January 27, 2011

Gather Yer Kids' Rosebuds While Ye May

The Middle East is in revolt, the double dip is starting, it's snowpocalypse all over again, and I'm missing a quarter's worth of tax receipts. What else can we stress about? Ah yes, the fate of all the kid's art! Thanks, NY Times!

The Times' attempt to be exhaustive and service-y by presenting art-appreciative parents with a barrage of toss/edit/store/display/save options is actually misleading on a deeply philosophical level:

Still, the curator of the refrigerator door can't be too ruthless. When Dad de-accessions a new finger painting overnight, Dr. Burton said, "the child quickly learns that this art that they're making is very ephemeral." In other words, worthless.
OK, fine. dumping something as soon as the kid's asleep, yes, that may be ruthless. But you don't have to be the Buddha to know that ephemerality is not worthlessness.

There are all sorts of ephemeral or temporary things in the world--cut flowers, balloons, part decorations, Christmas lights, rainbows, cherry blossoms, a beard--why can't a kid's art be one of them

Give the kid a designated spot in the house, and rotate the stuff together. We already had more art than we have walls, so it's natural/logical for the kid to feel her output has a place in the house--and in the storage unit. But we still edit and throw tons away.

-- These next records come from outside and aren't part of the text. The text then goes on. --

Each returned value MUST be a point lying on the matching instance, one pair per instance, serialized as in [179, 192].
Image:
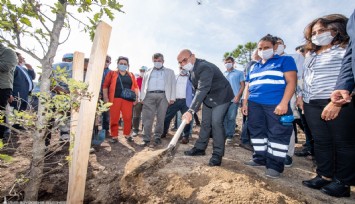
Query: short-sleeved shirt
[267, 82]
[126, 82]
[234, 77]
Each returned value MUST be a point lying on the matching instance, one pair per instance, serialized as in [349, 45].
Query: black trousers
[212, 121]
[4, 97]
[334, 140]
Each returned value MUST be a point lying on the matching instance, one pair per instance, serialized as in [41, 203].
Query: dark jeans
[178, 105]
[334, 140]
[212, 121]
[4, 97]
[106, 120]
[270, 139]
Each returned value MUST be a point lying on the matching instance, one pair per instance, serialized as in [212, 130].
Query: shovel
[146, 159]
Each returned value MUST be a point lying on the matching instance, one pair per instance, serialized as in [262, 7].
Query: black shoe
[303, 153]
[157, 141]
[144, 143]
[336, 189]
[316, 183]
[163, 135]
[215, 161]
[195, 152]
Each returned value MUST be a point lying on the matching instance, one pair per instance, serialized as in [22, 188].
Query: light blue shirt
[234, 77]
[156, 80]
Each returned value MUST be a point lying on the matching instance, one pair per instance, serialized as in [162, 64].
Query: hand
[245, 109]
[330, 112]
[340, 97]
[236, 99]
[281, 109]
[11, 98]
[299, 103]
[187, 117]
[28, 66]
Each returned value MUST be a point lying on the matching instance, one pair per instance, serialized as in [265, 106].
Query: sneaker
[271, 173]
[229, 140]
[253, 163]
[129, 139]
[288, 161]
[157, 141]
[113, 140]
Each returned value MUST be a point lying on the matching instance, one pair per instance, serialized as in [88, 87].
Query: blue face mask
[122, 67]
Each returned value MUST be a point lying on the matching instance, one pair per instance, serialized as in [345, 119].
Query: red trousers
[126, 108]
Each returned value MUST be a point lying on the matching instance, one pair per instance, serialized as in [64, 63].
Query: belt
[156, 91]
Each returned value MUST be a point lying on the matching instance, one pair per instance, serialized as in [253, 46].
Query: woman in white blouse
[332, 127]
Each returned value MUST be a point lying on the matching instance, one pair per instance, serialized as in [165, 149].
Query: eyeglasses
[184, 60]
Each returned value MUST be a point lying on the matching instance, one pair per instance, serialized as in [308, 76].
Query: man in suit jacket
[346, 80]
[157, 92]
[23, 84]
[214, 91]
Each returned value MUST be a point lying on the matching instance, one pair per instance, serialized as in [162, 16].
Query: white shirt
[181, 83]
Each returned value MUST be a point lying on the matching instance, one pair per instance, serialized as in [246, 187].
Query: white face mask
[188, 66]
[266, 54]
[322, 39]
[228, 65]
[280, 49]
[158, 65]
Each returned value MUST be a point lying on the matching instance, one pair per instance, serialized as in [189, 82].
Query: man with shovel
[214, 91]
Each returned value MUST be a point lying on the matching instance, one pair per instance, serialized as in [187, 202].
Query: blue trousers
[230, 119]
[270, 139]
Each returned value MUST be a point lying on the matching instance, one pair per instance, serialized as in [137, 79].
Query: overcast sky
[209, 29]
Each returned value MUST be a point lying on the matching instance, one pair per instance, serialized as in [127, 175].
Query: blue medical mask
[122, 67]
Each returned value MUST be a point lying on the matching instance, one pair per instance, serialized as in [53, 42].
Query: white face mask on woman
[322, 39]
[280, 49]
[266, 54]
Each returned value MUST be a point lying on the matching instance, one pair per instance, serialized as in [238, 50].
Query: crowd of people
[277, 91]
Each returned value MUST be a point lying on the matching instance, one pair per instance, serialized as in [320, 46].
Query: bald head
[185, 56]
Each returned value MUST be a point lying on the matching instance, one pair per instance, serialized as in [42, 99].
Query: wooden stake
[87, 111]
[77, 74]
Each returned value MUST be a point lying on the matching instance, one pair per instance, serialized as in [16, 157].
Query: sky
[208, 30]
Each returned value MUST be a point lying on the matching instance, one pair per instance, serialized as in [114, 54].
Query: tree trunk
[38, 150]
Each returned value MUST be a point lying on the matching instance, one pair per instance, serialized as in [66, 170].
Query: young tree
[242, 53]
[41, 23]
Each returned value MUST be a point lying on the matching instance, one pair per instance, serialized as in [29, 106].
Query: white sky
[209, 30]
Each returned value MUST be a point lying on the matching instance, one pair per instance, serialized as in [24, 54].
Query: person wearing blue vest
[270, 86]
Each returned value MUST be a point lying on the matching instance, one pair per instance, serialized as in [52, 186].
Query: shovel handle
[177, 134]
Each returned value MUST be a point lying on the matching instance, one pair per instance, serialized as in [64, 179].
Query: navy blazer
[211, 87]
[346, 78]
[21, 84]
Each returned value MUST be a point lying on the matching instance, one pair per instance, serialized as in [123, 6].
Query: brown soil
[180, 179]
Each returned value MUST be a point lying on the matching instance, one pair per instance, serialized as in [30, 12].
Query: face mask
[266, 54]
[280, 49]
[322, 39]
[228, 65]
[158, 65]
[183, 72]
[122, 67]
[188, 66]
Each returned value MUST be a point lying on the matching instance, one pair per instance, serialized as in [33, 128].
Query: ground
[182, 180]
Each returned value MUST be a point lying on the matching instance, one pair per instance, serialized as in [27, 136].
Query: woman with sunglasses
[332, 127]
[113, 85]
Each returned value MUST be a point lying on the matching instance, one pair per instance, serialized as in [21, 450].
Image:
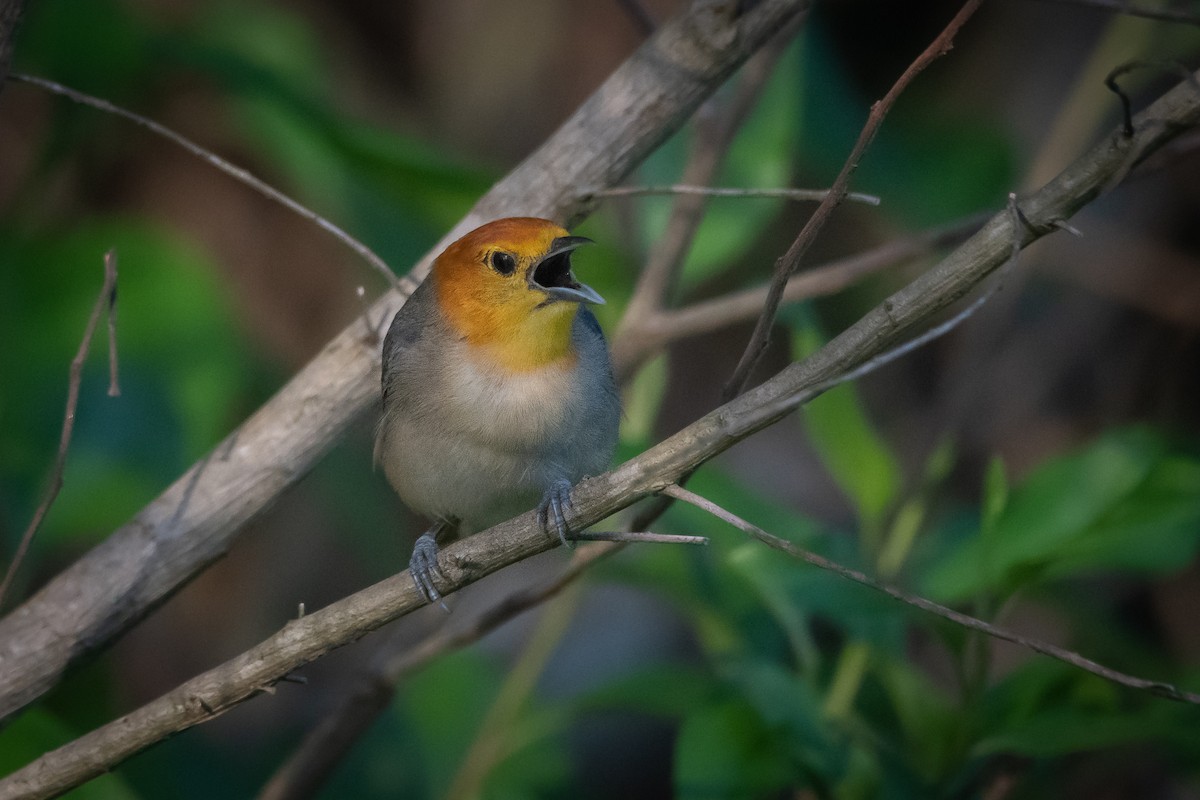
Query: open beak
[552, 275]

Kids who are still not fully aware of the concepts of time are not going to be fixated on months- or year-old art projects; it's almost entirely the parents' hangups and anxiety over the idea of throwing out a potential future touchstone, and that he'll curse your name on his deathbed for burning the sled he painted.

The problem becomes the stuff that you pay for; it's a snow day, and so the kids are at the pottery place right now, in fact, making some more tacky little ceramic tchotchkes for $20 a hit. If you don't want to live in a finger-painted Hummel showroom, what, pray tell are you supposed to do with those things? Hmm?

When Children's Art Takes Over The Home [nyt]
Related; One Million Drawings! Rhoda Kellogg Childhood Art Archive

3 Comments

Gravity happens.

(or is that "happens.")

That's what Grandparents are for.

We have one of those art student big manila portfolios; stuff goes in there. He can sort it out later (or do what the neighbor's teen daughter did a few months ago, and throw literally everything from her childhood away. We learned an important lesson in recycling that day, and are enjoying our hundreds of new colored pencils, polished rocks, magnets, beads, wooden boxes, fairy figurines, et c).